Selon les deux auteurs, « Refusant sciemment de faire confiance à l'armée républicaine, le Professeur s'appuie sur la milice des Aubevillois, pour protéger son pouvoir. Une milice formée, comme de bien entendu, sur des bases tribales et régionales. Aussitôt, les autres formations politiques emboîteront le pas et auront aussi leur milice : les Zoulou-Aubevillois pour l'UPADS, les Nindjas pour le MCDDI et les Cobras pour le PCT. ».
Quand a l’ordre de la création des milices, les auteurs oublient de donner les périodes précises des créations des milices, et par conséquent, sans cette donnée scientifique, leurs allégations écrites sont vouées au néant, car de ces chiffres, l’on constate que la réalité est autre. Je rappelle que les « Aubevillois » ont été crée officiellement par décret présidentiel, pour protéger les biens publics et assurer la garde présidentielle de Pascal Lissouba, et ne saurait, en toute intelligence, être considérés comme milice. Ce raccourcit qualificatif, prouve à suffisance, le manque de rigueur épistémologique, hélas des auteurs, qui se présentent: littéraire et économique. Par contre, il est vrai qu’on peut critiquer les méthodes de recrutement des aubevillois, mais on doit par honnêteté, expliquer dans quelle condition sociopolitique se trouvait le pays, au moment de ces recrutements.
Quand à la guerre dans le Pool, il n’est pas de notoriété politique, qu’un régime conduise à une tentative d’extermination, les auteurs que j’incrimine la démarche me semblent être peu orthodoxes, laxistes, dès lors qu’ils trouvent des circonstances relativement atténuantes de la démarche de l’imposteur Sassou N’Guesso, en affirmant que : « La guerre dans le Pool avait été imposée par les illuminés de N’Toumi ». Et pourtant, tous les livres, je dis bien tous les livres, toutes les enquêtes dans cette histoire, en dehors de ces 2 auteurs, expliquent l’ambition de ces putschistes de finir avec les régions qui ne leur étaient pas favorables.
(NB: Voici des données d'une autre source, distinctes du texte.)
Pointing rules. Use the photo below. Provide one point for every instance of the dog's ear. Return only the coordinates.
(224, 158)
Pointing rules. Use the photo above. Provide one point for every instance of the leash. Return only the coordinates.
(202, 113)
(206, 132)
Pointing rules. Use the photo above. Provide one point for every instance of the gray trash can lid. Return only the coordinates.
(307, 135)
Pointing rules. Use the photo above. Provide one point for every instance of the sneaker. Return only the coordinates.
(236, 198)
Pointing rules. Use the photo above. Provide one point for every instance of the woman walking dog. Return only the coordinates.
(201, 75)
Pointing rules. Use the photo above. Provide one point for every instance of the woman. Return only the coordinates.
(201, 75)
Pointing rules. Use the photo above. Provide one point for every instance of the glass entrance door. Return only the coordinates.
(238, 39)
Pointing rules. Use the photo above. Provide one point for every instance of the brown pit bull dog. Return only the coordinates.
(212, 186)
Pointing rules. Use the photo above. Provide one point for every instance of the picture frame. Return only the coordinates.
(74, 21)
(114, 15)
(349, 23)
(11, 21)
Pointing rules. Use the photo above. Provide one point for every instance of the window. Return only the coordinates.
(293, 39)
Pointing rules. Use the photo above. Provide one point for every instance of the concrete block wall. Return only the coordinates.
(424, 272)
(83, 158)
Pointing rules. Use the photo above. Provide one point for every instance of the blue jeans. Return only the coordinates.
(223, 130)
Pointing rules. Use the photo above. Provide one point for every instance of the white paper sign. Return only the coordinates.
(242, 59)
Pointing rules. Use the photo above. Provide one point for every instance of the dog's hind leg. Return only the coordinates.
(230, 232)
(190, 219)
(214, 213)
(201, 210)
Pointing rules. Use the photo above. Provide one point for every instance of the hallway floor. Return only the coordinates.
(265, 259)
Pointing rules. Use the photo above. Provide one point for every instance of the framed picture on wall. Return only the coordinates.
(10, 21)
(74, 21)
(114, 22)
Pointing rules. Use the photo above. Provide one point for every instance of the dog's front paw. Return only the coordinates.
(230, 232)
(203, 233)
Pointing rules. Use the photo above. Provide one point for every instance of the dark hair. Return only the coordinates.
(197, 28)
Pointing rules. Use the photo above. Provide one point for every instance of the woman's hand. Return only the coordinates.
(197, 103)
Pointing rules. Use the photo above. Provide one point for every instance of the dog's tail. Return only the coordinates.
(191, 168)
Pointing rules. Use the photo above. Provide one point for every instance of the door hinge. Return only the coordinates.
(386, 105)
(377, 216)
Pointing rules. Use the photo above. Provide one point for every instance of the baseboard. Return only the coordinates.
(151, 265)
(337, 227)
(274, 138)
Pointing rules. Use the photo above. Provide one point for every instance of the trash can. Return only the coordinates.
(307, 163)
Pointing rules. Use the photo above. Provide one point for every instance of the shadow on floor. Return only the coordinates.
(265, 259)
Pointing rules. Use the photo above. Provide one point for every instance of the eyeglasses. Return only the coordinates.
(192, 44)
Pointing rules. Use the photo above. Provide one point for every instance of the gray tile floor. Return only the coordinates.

L’histoire n’oublie pas que dans la commune de Mouyondzi, par exemple, la population était surprise de l’arrivée des Cobras et du début des massacres, obligeants, les populations à former des groupes d’autodéfense.
3/ Plus loin, dans le 13ème et 16ème paragraphe, les deux auteurs affirment :
« Qu’Il était temps que la parenthèse de sang ouverte depuis la Conférence Nationale Souveraine fût fermée. On peut regretter un mérite du PCT, celui d'avoir en son sein son CCV (Commission de Contrôle et de Vérification) qui ne permettait pas la gabegie actuelle constatée dans le pays depuis l'arrivée de l'UPADS au pouvoir jusqu'à nos jours ».
Les lecteurs de cet article, les observateurs de la vie politique congolaise pourront se poser une question légitime, si la Conférence Nationale Souveraine était une parenthèse de sang ouvert et contre qui. Or la réalité indiscutable, fait état du Congo-Brazzaville,
· Pays sinistré économiquement et d’une importante dette par tête d’habitant.
· Pays d’une gestion pétrolière hasardeuse et manque de transparence
· Pays, où tous les acquis s’effondraient peu à peu
· Interdiction de coup d’état comme moyen d’accession au pouvoir
· Démocratie comme mode de gouvernement
· Et un cahier de route
En même temps, la nouvelle démocratie conduite par Pascal Lissouba avait pardonné Sassou N’Guesso de toutes ses forfaitures, dont le naïf de Pascal Lissouba croyait qu’enfin le linge sale était lavé à la Conférence Nationale Souveraine et que la démocratie devrait battre son plein.